Ultimately, 75 to 90% of people with lower back pain or disability fully recover over time, unfortunately just not in 3 days or even 6 weeks much as we might wish that to be true. Assisting you find the right progressive dosage (to minimise adverse events and maximise health effects) and type of exercise to begin with based on your preferences and goals is what we are passionate about at Ace. Hopefully this information is helpful to assist you decide how to return to or/and continue your valued activities when recovering from lower back pain. 

Written by Tom Murphey, DPT.

“Unfortunately for our community, scientific scaremongering is common, easy to believe and hard to heal. Research is often messy, and strong stances or beliefs can be both erroneous and dishonest.

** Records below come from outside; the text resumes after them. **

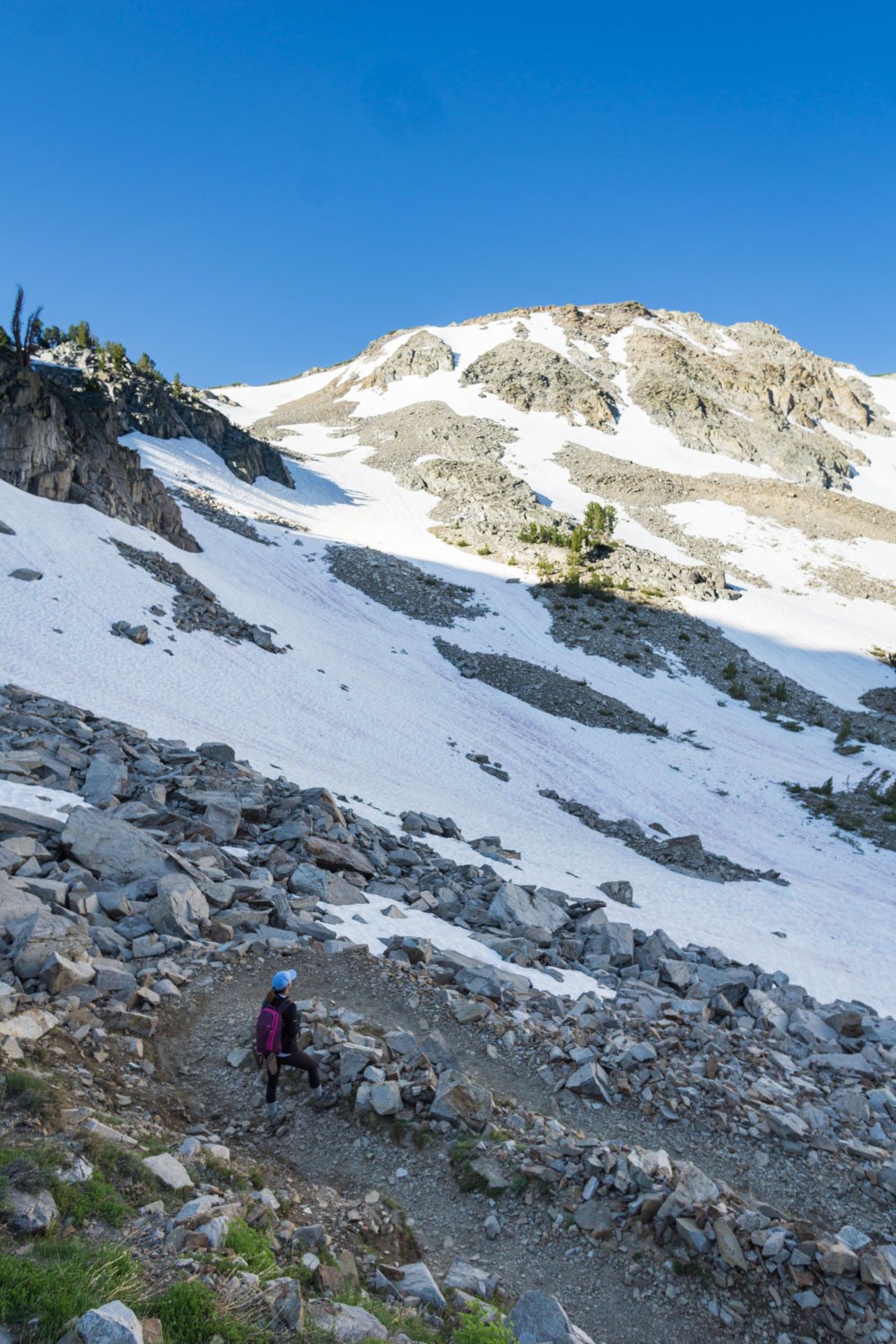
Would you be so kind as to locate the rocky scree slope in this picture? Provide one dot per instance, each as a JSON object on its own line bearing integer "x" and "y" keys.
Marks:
{"x": 147, "y": 403}
{"x": 188, "y": 862}
{"x": 62, "y": 444}
{"x": 745, "y": 392}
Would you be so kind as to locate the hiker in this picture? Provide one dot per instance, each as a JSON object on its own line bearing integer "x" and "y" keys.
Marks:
{"x": 276, "y": 1037}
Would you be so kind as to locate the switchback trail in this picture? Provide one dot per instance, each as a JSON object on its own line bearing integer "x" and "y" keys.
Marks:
{"x": 624, "y": 1292}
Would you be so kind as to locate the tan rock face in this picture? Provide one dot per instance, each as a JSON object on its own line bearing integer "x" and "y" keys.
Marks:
{"x": 533, "y": 378}
{"x": 751, "y": 394}
{"x": 422, "y": 354}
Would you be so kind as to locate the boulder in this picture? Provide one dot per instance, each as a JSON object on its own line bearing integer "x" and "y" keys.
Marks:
{"x": 308, "y": 881}
{"x": 110, "y": 1324}
{"x": 514, "y": 908}
{"x": 42, "y": 935}
{"x": 179, "y": 906}
{"x": 386, "y": 1098}
{"x": 335, "y": 857}
{"x": 619, "y": 892}
{"x": 31, "y": 1212}
{"x": 105, "y": 781}
{"x": 458, "y": 1098}
{"x": 349, "y": 1324}
{"x": 168, "y": 1171}
{"x": 113, "y": 849}
{"x": 694, "y": 1187}
{"x": 285, "y": 1297}
{"x": 766, "y": 1011}
{"x": 590, "y": 1080}
{"x": 16, "y": 905}
{"x": 614, "y": 941}
{"x": 58, "y": 973}
{"x": 220, "y": 752}
{"x": 225, "y": 819}
{"x": 29, "y": 1026}
{"x": 417, "y": 1281}
{"x": 470, "y": 1279}
{"x": 538, "y": 1319}
{"x": 592, "y": 1217}
{"x": 727, "y": 1244}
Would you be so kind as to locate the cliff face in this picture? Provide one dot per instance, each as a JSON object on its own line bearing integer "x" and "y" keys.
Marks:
{"x": 62, "y": 444}
{"x": 150, "y": 406}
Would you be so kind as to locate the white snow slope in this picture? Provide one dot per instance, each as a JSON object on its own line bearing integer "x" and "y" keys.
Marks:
{"x": 363, "y": 702}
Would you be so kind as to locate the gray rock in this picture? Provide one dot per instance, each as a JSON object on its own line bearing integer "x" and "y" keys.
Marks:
{"x": 470, "y": 1279}
{"x": 458, "y": 1098}
{"x": 225, "y": 820}
{"x": 349, "y": 1324}
{"x": 614, "y": 941}
{"x": 105, "y": 781}
{"x": 42, "y": 935}
{"x": 417, "y": 1281}
{"x": 220, "y": 752}
{"x": 168, "y": 1171}
{"x": 58, "y": 973}
{"x": 386, "y": 1098}
{"x": 595, "y": 1218}
{"x": 113, "y": 849}
{"x": 619, "y": 892}
{"x": 538, "y": 1319}
{"x": 513, "y": 908}
{"x": 110, "y": 1324}
{"x": 179, "y": 906}
{"x": 31, "y": 1212}
{"x": 136, "y": 633}
{"x": 590, "y": 1080}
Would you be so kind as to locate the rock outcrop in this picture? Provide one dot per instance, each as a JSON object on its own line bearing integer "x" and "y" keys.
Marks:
{"x": 62, "y": 444}
{"x": 147, "y": 403}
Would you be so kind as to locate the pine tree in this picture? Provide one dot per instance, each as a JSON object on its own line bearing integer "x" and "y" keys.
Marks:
{"x": 27, "y": 343}
{"x": 117, "y": 355}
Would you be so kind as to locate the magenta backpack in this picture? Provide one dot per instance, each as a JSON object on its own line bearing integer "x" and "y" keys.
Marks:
{"x": 269, "y": 1032}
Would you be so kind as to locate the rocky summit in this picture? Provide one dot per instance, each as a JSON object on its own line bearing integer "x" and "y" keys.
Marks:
{"x": 525, "y": 687}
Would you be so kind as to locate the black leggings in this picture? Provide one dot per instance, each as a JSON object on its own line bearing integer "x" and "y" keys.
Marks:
{"x": 297, "y": 1059}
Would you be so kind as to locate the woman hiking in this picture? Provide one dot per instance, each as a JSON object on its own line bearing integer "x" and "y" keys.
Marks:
{"x": 280, "y": 1046}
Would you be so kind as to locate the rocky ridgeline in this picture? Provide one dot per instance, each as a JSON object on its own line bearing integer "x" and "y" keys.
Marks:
{"x": 195, "y": 607}
{"x": 187, "y": 859}
{"x": 147, "y": 403}
{"x": 62, "y": 444}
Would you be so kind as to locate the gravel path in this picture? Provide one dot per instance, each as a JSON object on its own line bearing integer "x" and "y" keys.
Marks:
{"x": 622, "y": 1292}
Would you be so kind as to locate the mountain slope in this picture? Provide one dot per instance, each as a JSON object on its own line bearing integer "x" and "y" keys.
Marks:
{"x": 363, "y": 699}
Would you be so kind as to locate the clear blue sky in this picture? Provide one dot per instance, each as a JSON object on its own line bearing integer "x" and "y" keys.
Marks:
{"x": 249, "y": 188}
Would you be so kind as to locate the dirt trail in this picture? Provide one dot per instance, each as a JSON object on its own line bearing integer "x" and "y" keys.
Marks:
{"x": 624, "y": 1295}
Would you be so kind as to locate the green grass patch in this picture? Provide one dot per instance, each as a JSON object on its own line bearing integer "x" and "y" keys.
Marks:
{"x": 474, "y": 1327}
{"x": 190, "y": 1314}
{"x": 253, "y": 1245}
{"x": 30, "y": 1093}
{"x": 94, "y": 1198}
{"x": 29, "y": 1168}
{"x": 64, "y": 1277}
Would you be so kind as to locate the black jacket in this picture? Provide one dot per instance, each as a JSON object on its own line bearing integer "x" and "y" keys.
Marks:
{"x": 289, "y": 1012}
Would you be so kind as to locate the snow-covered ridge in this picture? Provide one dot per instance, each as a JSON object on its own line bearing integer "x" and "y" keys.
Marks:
{"x": 363, "y": 702}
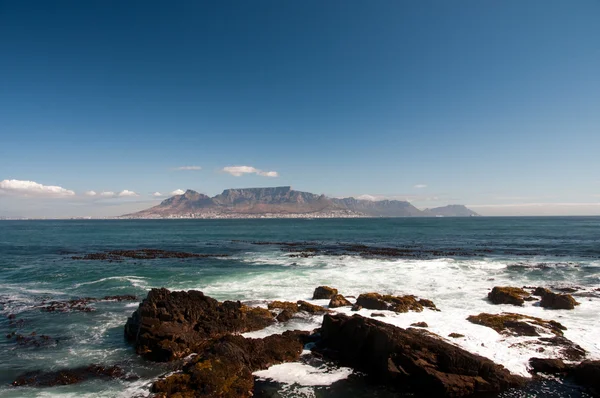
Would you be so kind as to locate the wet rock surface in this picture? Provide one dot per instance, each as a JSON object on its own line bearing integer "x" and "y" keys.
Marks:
{"x": 224, "y": 368}
{"x": 142, "y": 254}
{"x": 517, "y": 324}
{"x": 586, "y": 373}
{"x": 410, "y": 251}
{"x": 556, "y": 301}
{"x": 508, "y": 295}
{"x": 410, "y": 359}
{"x": 81, "y": 304}
{"x": 376, "y": 301}
{"x": 324, "y": 293}
{"x": 68, "y": 376}
{"x": 339, "y": 301}
{"x": 171, "y": 325}
{"x": 311, "y": 308}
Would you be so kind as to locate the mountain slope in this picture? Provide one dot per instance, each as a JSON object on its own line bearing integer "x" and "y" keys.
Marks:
{"x": 380, "y": 208}
{"x": 450, "y": 211}
{"x": 284, "y": 201}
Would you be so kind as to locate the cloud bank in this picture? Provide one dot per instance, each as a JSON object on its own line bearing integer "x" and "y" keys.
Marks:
{"x": 127, "y": 194}
{"x": 238, "y": 171}
{"x": 31, "y": 188}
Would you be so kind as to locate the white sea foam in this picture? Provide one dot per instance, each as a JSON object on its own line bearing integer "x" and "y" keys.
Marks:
{"x": 458, "y": 287}
{"x": 303, "y": 374}
{"x": 136, "y": 281}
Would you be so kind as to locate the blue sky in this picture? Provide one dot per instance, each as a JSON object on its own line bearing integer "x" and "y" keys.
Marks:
{"x": 491, "y": 104}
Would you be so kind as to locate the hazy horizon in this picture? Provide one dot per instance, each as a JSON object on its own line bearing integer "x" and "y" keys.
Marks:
{"x": 108, "y": 108}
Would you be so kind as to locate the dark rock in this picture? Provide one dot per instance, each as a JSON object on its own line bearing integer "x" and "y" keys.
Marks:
{"x": 516, "y": 324}
{"x": 410, "y": 359}
{"x": 587, "y": 373}
{"x": 142, "y": 254}
{"x": 224, "y": 368}
{"x": 68, "y": 376}
{"x": 558, "y": 301}
{"x": 284, "y": 316}
{"x": 339, "y": 301}
{"x": 548, "y": 366}
{"x": 283, "y": 305}
{"x": 555, "y": 300}
{"x": 311, "y": 308}
{"x": 507, "y": 295}
{"x": 376, "y": 301}
{"x": 124, "y": 297}
{"x": 171, "y": 325}
{"x": 567, "y": 349}
{"x": 541, "y": 291}
{"x": 324, "y": 292}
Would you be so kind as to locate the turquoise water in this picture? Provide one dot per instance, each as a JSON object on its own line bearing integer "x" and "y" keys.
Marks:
{"x": 453, "y": 261}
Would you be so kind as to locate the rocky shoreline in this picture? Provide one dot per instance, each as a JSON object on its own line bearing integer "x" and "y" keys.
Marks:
{"x": 202, "y": 339}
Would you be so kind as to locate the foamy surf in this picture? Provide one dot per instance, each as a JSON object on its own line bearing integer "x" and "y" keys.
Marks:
{"x": 458, "y": 287}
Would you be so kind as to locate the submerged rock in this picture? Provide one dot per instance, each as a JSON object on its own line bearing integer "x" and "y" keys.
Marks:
{"x": 517, "y": 324}
{"x": 555, "y": 301}
{"x": 376, "y": 301}
{"x": 68, "y": 376}
{"x": 587, "y": 373}
{"x": 171, "y": 325}
{"x": 508, "y": 295}
{"x": 284, "y": 316}
{"x": 339, "y": 301}
{"x": 311, "y": 308}
{"x": 224, "y": 368}
{"x": 324, "y": 292}
{"x": 410, "y": 359}
{"x": 548, "y": 365}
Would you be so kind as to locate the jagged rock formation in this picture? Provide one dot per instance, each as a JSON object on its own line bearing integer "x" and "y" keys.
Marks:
{"x": 171, "y": 325}
{"x": 411, "y": 360}
{"x": 282, "y": 201}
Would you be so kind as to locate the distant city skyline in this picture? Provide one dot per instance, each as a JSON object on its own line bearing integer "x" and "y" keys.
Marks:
{"x": 110, "y": 107}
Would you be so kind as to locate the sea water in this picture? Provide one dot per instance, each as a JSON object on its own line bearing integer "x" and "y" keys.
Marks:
{"x": 465, "y": 258}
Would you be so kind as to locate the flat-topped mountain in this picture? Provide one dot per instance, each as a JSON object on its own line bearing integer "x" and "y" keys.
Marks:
{"x": 281, "y": 202}
{"x": 450, "y": 211}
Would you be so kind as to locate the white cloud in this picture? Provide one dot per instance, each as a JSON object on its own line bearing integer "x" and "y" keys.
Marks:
{"x": 126, "y": 193}
{"x": 268, "y": 173}
{"x": 182, "y": 168}
{"x": 31, "y": 188}
{"x": 238, "y": 171}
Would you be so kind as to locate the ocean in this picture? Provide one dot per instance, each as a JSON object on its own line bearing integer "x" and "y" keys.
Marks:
{"x": 452, "y": 261}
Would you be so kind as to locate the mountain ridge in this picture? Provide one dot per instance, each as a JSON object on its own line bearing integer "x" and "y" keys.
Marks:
{"x": 274, "y": 202}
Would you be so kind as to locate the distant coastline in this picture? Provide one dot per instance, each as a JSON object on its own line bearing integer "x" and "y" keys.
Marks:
{"x": 284, "y": 202}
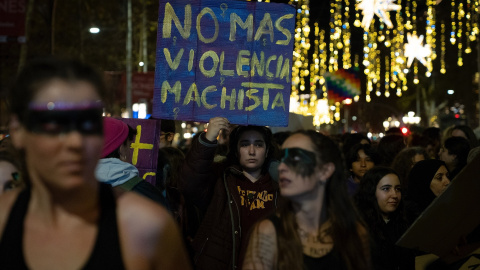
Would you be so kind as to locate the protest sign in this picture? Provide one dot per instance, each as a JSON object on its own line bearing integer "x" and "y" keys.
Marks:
{"x": 224, "y": 58}
{"x": 144, "y": 148}
{"x": 448, "y": 220}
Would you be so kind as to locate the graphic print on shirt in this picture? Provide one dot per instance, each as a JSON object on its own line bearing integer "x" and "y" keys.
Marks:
{"x": 253, "y": 199}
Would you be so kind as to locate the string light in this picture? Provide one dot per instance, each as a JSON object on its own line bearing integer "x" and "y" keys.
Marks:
{"x": 386, "y": 56}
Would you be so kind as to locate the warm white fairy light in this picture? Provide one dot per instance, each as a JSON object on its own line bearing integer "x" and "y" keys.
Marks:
{"x": 415, "y": 49}
{"x": 379, "y": 8}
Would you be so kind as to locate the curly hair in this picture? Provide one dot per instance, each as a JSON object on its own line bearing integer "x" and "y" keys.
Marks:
{"x": 271, "y": 146}
{"x": 367, "y": 204}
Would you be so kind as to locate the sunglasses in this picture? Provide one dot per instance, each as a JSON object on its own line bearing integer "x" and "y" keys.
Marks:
{"x": 300, "y": 160}
{"x": 61, "y": 118}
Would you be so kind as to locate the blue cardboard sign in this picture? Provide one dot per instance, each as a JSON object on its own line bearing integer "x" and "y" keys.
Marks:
{"x": 224, "y": 58}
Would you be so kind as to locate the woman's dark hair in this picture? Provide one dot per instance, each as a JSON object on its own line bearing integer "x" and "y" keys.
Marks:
{"x": 351, "y": 139}
{"x": 367, "y": 204}
{"x": 9, "y": 157}
{"x": 40, "y": 72}
{"x": 388, "y": 147}
{"x": 468, "y": 131}
{"x": 419, "y": 195}
{"x": 403, "y": 162}
{"x": 271, "y": 146}
{"x": 340, "y": 211}
{"x": 460, "y": 147}
{"x": 352, "y": 155}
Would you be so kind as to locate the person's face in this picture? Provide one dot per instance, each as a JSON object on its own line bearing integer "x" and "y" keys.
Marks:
{"x": 6, "y": 177}
{"x": 440, "y": 181}
{"x": 388, "y": 194}
{"x": 361, "y": 165}
{"x": 298, "y": 153}
{"x": 417, "y": 158}
{"x": 252, "y": 151}
{"x": 57, "y": 157}
{"x": 449, "y": 159}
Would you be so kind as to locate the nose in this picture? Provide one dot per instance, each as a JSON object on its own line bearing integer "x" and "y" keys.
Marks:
{"x": 363, "y": 163}
{"x": 395, "y": 194}
{"x": 282, "y": 168}
{"x": 73, "y": 139}
{"x": 445, "y": 180}
{"x": 251, "y": 149}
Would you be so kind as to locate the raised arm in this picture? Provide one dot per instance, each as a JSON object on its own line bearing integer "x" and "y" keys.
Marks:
{"x": 197, "y": 177}
{"x": 262, "y": 248}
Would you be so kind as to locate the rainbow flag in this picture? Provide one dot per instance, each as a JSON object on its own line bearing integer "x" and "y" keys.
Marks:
{"x": 342, "y": 84}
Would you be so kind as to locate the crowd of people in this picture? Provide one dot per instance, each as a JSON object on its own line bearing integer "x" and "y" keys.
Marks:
{"x": 239, "y": 198}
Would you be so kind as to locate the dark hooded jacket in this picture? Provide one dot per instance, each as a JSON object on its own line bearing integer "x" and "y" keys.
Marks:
{"x": 216, "y": 189}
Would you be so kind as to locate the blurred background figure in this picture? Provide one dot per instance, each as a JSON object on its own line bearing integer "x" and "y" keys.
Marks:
{"x": 114, "y": 169}
{"x": 388, "y": 148}
{"x": 379, "y": 200}
{"x": 432, "y": 141}
{"x": 167, "y": 133}
{"x": 9, "y": 172}
{"x": 10, "y": 166}
{"x": 467, "y": 133}
{"x": 351, "y": 139}
{"x": 426, "y": 181}
{"x": 405, "y": 160}
{"x": 454, "y": 153}
{"x": 360, "y": 159}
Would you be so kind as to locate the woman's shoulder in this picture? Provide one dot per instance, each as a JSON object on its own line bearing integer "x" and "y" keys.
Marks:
{"x": 148, "y": 231}
{"x": 145, "y": 212}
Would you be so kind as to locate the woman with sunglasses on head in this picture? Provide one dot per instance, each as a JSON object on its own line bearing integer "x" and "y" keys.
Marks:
{"x": 316, "y": 226}
{"x": 65, "y": 218}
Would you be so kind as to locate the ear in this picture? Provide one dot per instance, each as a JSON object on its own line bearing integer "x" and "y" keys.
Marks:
{"x": 326, "y": 172}
{"x": 17, "y": 132}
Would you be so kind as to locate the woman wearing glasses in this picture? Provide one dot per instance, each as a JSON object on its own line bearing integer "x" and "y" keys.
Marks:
{"x": 316, "y": 227}
{"x": 65, "y": 218}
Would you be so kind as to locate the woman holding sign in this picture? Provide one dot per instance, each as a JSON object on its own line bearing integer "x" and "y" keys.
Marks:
{"x": 65, "y": 218}
{"x": 316, "y": 226}
{"x": 232, "y": 195}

I aim to produce honest reviews of some high-quality research to provide informed insight so you can make up your own mind on the science you value.”

References:

Abenhaim L, Rossignol M, Valat JP, Nordin M, Avouac B, Blotman F, et al. The role of activity in the therapeutic management of back pain. Report of the International Paris Task Force on Back Pain. Spine 2000;25(4 Suppl):1S-33S.

Hayden, J. A., Ellis, J., Ogilvie, R., Malmivaara, A., & van Tulder, M. W. (2021). Exercise therapy for chronic low back pain. Cochrane Database of Systematic Reviews, (9).

Kamper, S. J., Logan, G., Copsey, B., Thompson, J., Machado, G. C., Abdel-Shaheed, C., … & Hall, A. M. (2020). What is usual care for low back pain? A systematic review of health care provided to patients with low back pain in family practice and emergency departments. Pain161(4), 694-702.

Skelly AC, Chou R, Dettori JR, Turner JA, Friedly JL, Rundell SD, et al, Agency for Healthcare Research and Quality (US). Noninvasive nonpharmacological treatment for chronic pain: a systematic review update. effectivehealthcare.ahrq.gov/products/nonpharma-treatment-pain/research-2018 (accessed prior to 5 Sept 2021).